Dans le cas des volcans hawaïens, certains sont ainsi redevenus actifs 500.000 ans à 3 millions d'années après avoir quitté le point chaud. La phase de réjuvénation serait associée au fait qu'un point chaud n'est pas centré en un point précis mais possède une zone d'influence assez large. Si la zone d'influence privilégiée est celle à l'aplomb du panache mantellique, les zones plus anciennes peuvent donc également encore être affectées par un volcanisme tardif.

Fonctionnement d’un point chaud et naissance des îles volcaniques. © Los688, Wikimedia Commons, domaine public

Les carbonatites : des roches volcaniques à la composition bien particulière

L'étude géochimique des roches de ce volcanisme récent de l'île d'Hawaï montre que les magmas carbonatitiques à l'origine de ces roches sont le résultat de certaines interactions chimiques au cours de la remontée du liquide magmatique dans le manteau terrestre. Ces roches alcalines sont également particulièrement enrichies en éléments volatils, et notamment en CO2. Leur composition chimique riche en carbonates témoigne d'une contamination du liquide magmatique du panache par les roches du manteau. Il s'agit du processus de métasomatisme, qui consiste en des transferts d'éléments chimiques entre un fluide magmatique et les roches encaissantes, que sont les péridotites.
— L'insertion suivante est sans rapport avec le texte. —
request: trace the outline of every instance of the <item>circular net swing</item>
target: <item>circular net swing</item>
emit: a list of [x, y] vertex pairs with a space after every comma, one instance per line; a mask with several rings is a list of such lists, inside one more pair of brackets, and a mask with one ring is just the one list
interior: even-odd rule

La présence de CO2 dans le liquide magmatique remontant dans le panache mantellique favoriserait d'ailleurs ces transferts d'éléments chimiques.

Carbonatite. © Eurico Zimbres, Wikimedia Commons, CC by-sa 3.0

D’intenses échanges chimiques au cours de la remontée du magma

Les résultats de l'étude menée par Anastassia Borisova (Géosciences Environnement Toulouse et Université de Moscou) et Romain Tilhac (Université de Grenade, Espagne), montrent que le métasomatisme carbonatitique aurait eu lieu il y a moins de 4,2 millions d'années, à une température supérieure à 1.100 °C et à une pression supérieure à 2 GPa (environ 70 km de profondeur). La composition particulière des roches volcaniques d'Hawaï suggère donc que les réactions de métasomatisme se seraient produites sur un magma ascendant déjà refroidi. De plus, le carbone présent dans les liquides magmatiques du panache hawaïen sous forme de CO2 serait, quant à lui, issu du recyclage d'un manteau ancien (de plus de 1 milliard d'années), ou serait le résultat d'interactions chimiques à la base du point chaud.

La spécificité des magmas de la phase de réjuvénation hawaïenne serait donc le résultat d'intenses interactions chimiques entre le liquide magmatique et les roches encaissantes tout au long de la remontée du panache.